Nagasaki police investigators who attempted to conduct the first interrogation on October 18 encountered an insurmountable wall of madness.

Dona Wise was absolutely convinced that the world she knew had ceased to exist in August 2016.

From her confused and disjointed accounts recorded on a tape recorder, detectives began to reconstruct what had happened in the basement.

Dona claimed that shortly after her arrival on the island, the third world war had begun.

He spoke of nuclear mushrooms on the horizon and a global epidemic that instantly killed all living beings.

According to her, the surface air had become a deadly poison that corroded the lungs and skin in a matter of minutes.

In this distorted reality, his jailer was not an executioner, but a savior.

She referred to him exclusively as the guardian.

According to her, this man found them when the Apocalypse began and managed to hide in the only safe place, an airtight underground chamber.

Dona recounted how the guardian risked his own life by going to the surface poisoned in a protective suit to find clean food for her.

He brought her canned fish, rice, and water in sealed bottles, claiming they were humanity’s last reserves.

The investigators understood with horror the criminal’s methodology.

He didn’t just lock the woman up between four walls.

Methodically, day after day, he broke her psyche, creating for her an alternate reality in which he was a god and the only source of life.

He fed her with fear, describing in detail how people outside were dying in terrible agonies, how their skin was peeling off their bones, and how cities were turning to ashes.
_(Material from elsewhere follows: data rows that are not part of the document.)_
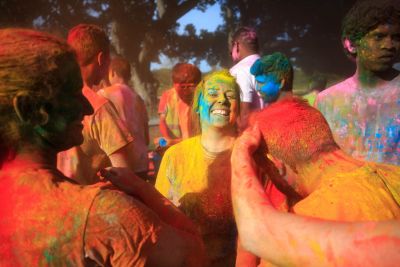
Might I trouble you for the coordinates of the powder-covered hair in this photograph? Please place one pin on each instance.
(88, 40)
(199, 92)
(277, 64)
(247, 36)
(30, 64)
(294, 131)
(186, 73)
(121, 67)
(366, 15)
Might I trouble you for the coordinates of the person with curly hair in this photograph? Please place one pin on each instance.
(329, 184)
(363, 111)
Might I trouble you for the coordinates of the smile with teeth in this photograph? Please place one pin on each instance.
(222, 112)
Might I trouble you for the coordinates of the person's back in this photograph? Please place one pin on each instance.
(106, 138)
(369, 192)
(46, 219)
(174, 107)
(52, 221)
(332, 184)
(131, 109)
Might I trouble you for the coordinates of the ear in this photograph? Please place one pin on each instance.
(30, 110)
(349, 46)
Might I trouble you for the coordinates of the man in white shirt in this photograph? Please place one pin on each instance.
(244, 52)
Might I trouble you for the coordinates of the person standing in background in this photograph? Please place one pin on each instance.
(244, 51)
(364, 110)
(132, 111)
(107, 141)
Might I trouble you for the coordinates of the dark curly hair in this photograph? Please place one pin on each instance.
(366, 15)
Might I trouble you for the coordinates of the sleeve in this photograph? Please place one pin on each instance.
(164, 181)
(109, 130)
(120, 230)
(162, 106)
(244, 79)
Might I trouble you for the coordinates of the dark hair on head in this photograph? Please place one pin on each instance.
(247, 36)
(121, 67)
(365, 15)
(31, 65)
(88, 40)
(186, 73)
(294, 131)
(277, 64)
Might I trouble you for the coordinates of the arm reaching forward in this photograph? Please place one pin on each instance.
(292, 240)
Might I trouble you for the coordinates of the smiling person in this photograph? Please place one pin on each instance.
(195, 174)
(46, 218)
(364, 111)
(274, 77)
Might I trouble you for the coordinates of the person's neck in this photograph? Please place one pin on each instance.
(246, 53)
(218, 139)
(370, 79)
(311, 173)
(87, 76)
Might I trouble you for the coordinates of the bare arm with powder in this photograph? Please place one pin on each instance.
(287, 239)
(128, 182)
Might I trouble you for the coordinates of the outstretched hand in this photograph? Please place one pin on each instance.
(127, 181)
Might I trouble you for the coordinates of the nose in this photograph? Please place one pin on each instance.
(223, 99)
(389, 43)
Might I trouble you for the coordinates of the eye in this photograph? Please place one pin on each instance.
(212, 93)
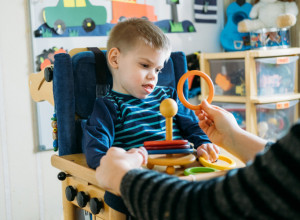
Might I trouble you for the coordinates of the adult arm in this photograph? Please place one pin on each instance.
(223, 130)
(269, 188)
Dona believed every word he said because it was the only information she received during 1000 days of darkness.

On October 19, the detective tried to gently bring her back to reality.

He showed her the day’s newspaper and photos of a vibrant, modern Nagasaki .
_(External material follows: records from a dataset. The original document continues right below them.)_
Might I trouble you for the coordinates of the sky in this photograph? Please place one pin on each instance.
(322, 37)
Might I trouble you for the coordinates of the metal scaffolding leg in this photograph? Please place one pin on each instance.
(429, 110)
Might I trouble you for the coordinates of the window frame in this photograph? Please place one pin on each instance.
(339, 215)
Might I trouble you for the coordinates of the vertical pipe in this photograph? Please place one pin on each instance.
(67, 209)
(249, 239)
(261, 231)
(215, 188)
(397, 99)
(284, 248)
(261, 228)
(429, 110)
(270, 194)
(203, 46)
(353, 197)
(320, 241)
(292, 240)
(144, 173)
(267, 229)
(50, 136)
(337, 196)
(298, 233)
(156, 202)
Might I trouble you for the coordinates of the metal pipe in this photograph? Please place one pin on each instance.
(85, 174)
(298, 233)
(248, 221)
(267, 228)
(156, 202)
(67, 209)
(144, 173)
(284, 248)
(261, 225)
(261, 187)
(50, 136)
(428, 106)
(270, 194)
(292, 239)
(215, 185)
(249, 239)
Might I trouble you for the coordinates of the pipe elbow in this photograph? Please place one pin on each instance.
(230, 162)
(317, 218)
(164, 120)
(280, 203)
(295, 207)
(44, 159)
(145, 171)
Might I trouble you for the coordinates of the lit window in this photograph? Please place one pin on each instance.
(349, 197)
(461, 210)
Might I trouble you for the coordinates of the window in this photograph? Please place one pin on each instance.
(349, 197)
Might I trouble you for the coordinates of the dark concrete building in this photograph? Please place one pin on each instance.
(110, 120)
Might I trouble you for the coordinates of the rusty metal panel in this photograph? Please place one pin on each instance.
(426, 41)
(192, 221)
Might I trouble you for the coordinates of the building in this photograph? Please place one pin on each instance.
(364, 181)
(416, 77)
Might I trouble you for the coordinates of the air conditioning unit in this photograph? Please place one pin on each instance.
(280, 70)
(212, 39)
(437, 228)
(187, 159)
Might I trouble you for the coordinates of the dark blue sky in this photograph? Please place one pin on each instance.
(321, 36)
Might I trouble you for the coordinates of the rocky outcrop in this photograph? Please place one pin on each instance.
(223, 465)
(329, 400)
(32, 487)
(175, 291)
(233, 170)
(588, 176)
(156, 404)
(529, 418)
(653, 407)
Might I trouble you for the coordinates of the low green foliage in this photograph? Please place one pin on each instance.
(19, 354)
Dona rejected the photos, saying they were fake and that they were proof of the guardian’s altar.

He begged them not to open the doors to the room, convincing the doctors that they were already infected, but didn’t know it yet.

However, the most important question remained the fate of Betty Anderson.

The police knew they had only found one woman in the cell.

When the investigator, lowering his voice, asked, “Dona, where is Betty now? Was she with you in the room?” The patient suddenly fell silent.

She stopped trembling and her gaze became glassy, lost in nothingness.

She began to rock back and forth, hugging herself by the shoulders as if trying to warm herself up.

Tears rolled silently down her sunken cheeks.

“She didn’t listen,” Dona whispered in a voice devoid of emotion.

“She was disobedient.

The warden warned us.

He told us not to go near the exit, but Betty wanted to look.

Dona looked up at the detective, and in her eyes was reflected a primal horror that couldn’t be faked.

She went outside the first day.

She kept breaking into whispers.

She opened the door, and the poison took her.

I heard it through the metal.

I heard her scream.

She screamed for a long time, and then she just melted away.

The warden said there was only a puddle left in the cement.